With the Ascension we bookend the life of Jesus, in a way. Having become incarnate and having endured death, Jesus now returns to God. There’s a great Advent hymn that says it well: “From God’s heart the Savior speeds/ Back to God his pathway leads/ Out to vanquish death’s command/ back to reign at God’s right hand.” I don’t know about you, but that’s always the troublesome thing with the Ascension: where is this right hand? Or as a theologian once put it, where did the body go? From a received view of history, the ancient peoples may not have had as much a problem as we do. They had a heaven above where it made sense for Jesus to reside. John Lennon asked people to imagine that there’s no heaven, no hell below us, above us only sky, but with all due respect to him, we don’t need to imagine that. We know that. We can see it with our own telescopes.
Where did the body go? It’s not a dumb question. We believe the resurrection of Jesus. By dying, Christ destroyed our death; rising, he restores our life. If there was not resurrection, our lives have not been restored. So this question about the body seems to me to be important. It is foolish to believe it, I know. We do a lot of foolish things here at church, and we believe a lot of things that, at first blush, seem like nonsense. We are at a disadvantage, we moderns, with our mastery over nature, our marvelous movie heroes, and our astronauts. I think it keeps our imagination confined to what Luke and the whole of Holy Scripture is trying to tell us about Ascension. So I propose we look a little bit at Martin Luther, who had never seen a superhero movie or watched Spock disappear from a planet’s surface. I would say, however, that Luther was better versed in Scripture than anyone alive today, and I think we could learn a thing or two from him.
First, he calls the idea of God sitting on a golden throne “childish” and made up. Christ is not sitting beside a king in a court. “The Scriptures teach us, however, that the right hand of God is not a specific place…but is the almighty power of God, which at and the same time can be nowhere and yet must be everywhere.” God is not measured or restricted to a place or a region. Where did Jesus go when Jesus ascended to the right hand of the Father? Up, down, and all around. He didn’t go anywhere. He went everywhere at once. I like the way Luke says he withdrew from the disciples—it’s almost like he took his presence away from them. It’s very courtly in its own way: the Christ has withdrawn and shall we not all retire unto Jerusalem? But I think it’s almost the perfect way of speaking about Jesus’ presence.

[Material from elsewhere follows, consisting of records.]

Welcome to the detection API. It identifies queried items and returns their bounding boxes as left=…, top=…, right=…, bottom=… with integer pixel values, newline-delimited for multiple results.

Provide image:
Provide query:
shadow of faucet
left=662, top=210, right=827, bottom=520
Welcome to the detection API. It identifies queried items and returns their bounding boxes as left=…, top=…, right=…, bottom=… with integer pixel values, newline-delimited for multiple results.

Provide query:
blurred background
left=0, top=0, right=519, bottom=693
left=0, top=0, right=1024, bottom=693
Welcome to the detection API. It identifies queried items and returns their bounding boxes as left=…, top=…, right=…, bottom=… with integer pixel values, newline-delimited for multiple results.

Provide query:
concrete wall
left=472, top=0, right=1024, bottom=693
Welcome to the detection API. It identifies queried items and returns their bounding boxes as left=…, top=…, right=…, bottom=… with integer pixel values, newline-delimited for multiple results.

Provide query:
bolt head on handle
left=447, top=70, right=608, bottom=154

So where is Jesus then? Luther goes on to say about the location of the power of God: “…it must essentially be present at all places, even in the tiniest tree leaf. The reason is this: It is God who creates, effects, and preserves all things through his almighty power and right hand…nothing can be more truly present and within all creatures than God himself with his power.” I love this idea: God is more present to us than we are to ourselves, just as God is further from us than the furthest reach of space. Where did Jesus go? To the right hand of God, which is everywhere and nowhere, within and without us. Is it strange? It is strange to say that someone was raised from the dead.

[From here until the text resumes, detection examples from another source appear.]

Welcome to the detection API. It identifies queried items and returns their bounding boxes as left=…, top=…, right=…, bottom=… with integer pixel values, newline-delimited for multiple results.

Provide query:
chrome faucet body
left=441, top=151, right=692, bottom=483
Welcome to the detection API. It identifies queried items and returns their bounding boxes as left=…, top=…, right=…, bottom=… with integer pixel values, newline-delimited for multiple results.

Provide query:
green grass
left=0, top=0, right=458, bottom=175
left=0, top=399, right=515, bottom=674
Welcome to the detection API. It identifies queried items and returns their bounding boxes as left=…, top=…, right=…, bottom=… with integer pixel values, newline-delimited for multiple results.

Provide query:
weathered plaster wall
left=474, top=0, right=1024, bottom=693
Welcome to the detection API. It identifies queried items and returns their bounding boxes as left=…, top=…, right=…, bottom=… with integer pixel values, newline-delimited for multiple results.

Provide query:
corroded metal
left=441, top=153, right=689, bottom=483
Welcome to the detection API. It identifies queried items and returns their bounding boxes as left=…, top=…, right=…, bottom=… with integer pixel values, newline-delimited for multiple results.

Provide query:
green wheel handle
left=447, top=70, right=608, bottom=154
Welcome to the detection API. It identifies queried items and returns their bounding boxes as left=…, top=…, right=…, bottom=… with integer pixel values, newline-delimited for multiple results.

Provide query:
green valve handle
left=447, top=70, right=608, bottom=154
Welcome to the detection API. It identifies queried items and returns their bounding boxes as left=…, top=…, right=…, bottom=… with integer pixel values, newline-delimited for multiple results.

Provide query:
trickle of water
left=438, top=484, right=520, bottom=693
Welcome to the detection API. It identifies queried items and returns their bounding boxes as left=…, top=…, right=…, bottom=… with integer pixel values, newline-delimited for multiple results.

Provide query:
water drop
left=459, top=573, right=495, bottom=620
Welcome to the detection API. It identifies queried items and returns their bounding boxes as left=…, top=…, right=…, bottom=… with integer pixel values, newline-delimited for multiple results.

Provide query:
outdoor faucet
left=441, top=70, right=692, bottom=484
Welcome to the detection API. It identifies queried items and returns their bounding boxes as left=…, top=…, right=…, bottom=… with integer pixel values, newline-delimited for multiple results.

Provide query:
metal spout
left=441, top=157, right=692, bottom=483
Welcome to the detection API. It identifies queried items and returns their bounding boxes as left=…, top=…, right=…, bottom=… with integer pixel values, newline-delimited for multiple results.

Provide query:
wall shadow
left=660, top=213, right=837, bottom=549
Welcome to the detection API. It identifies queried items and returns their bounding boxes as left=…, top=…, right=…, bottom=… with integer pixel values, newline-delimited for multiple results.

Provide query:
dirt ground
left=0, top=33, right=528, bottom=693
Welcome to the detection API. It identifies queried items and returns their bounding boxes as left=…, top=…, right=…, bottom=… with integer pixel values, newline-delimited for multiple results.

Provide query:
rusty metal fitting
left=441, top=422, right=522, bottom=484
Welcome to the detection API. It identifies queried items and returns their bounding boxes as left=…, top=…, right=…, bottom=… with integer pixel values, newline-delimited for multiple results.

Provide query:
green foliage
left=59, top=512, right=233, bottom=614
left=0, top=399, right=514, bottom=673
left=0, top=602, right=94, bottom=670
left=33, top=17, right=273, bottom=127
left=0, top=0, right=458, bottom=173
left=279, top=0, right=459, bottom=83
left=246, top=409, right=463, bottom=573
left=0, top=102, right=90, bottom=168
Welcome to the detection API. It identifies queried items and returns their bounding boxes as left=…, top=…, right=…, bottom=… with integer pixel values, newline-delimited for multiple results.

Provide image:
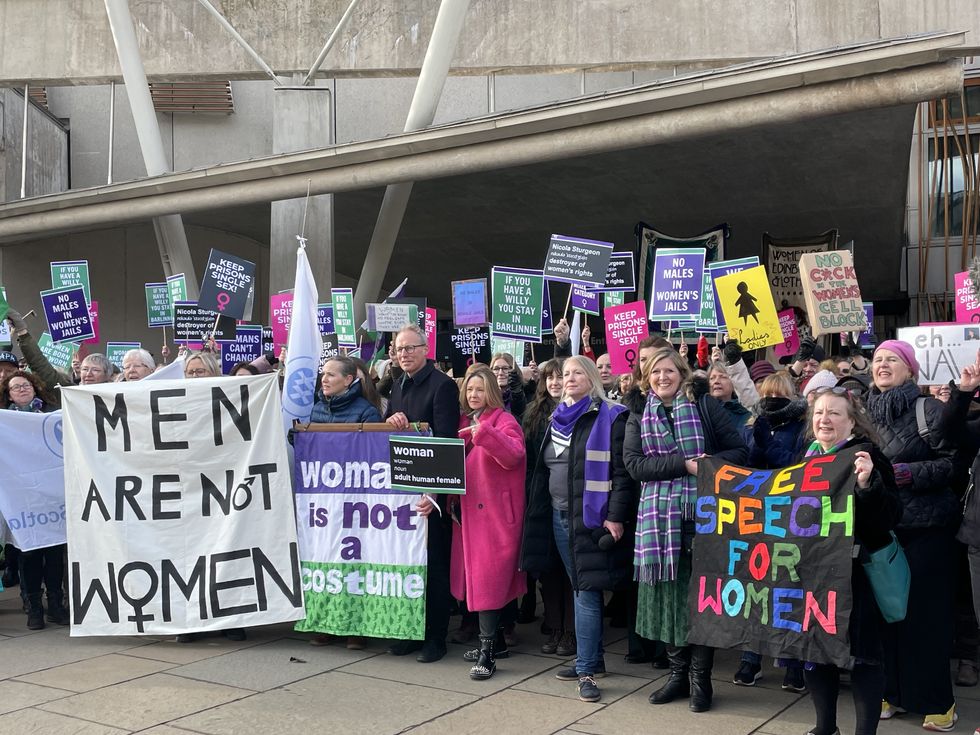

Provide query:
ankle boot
left=27, top=592, right=44, bottom=630
left=650, top=646, right=691, bottom=704
left=691, top=646, right=715, bottom=712
left=470, top=635, right=497, bottom=679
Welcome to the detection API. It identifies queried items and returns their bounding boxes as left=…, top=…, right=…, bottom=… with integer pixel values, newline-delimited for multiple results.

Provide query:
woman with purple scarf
left=623, top=347, right=748, bottom=712
left=521, top=355, right=636, bottom=702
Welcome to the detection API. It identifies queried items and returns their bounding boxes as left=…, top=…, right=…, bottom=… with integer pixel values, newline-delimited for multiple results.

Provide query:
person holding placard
left=624, top=347, right=748, bottom=712
left=523, top=358, right=576, bottom=656
left=800, top=388, right=900, bottom=735
left=521, top=355, right=636, bottom=702
left=867, top=340, right=960, bottom=731
left=449, top=365, right=527, bottom=679
left=0, top=370, right=70, bottom=630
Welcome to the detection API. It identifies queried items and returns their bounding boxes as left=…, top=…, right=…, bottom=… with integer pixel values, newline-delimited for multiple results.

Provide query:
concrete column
left=269, top=86, right=334, bottom=300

But do not look for him with microscopes and telescopes. He can…withdraw. Luther was eager to say that even the resurrected Jesus is at the right hand of the inexpressible God—but that we are not there. All space and time might be present to God at once; but we don’t have such a vantage point. We are all vanishing in the swift river of time. So, God searches us out and gives us something to grasp: God’s promise in the Word. Where did Jesus ascend? Jesus ascended to the church, which is his body birthed in Baptism and nourished by Holy Communion.
God’s power is evident in our Ephesians reading today. There’s a strange moment at the end of our Ephesians reading today, after Paul starts talking about the power of God and God seating Christ at his right hand. He says, “And God has put all things under his feet and has made him the head over all things for the church, which is his body, the fullness of him who fills all in all.”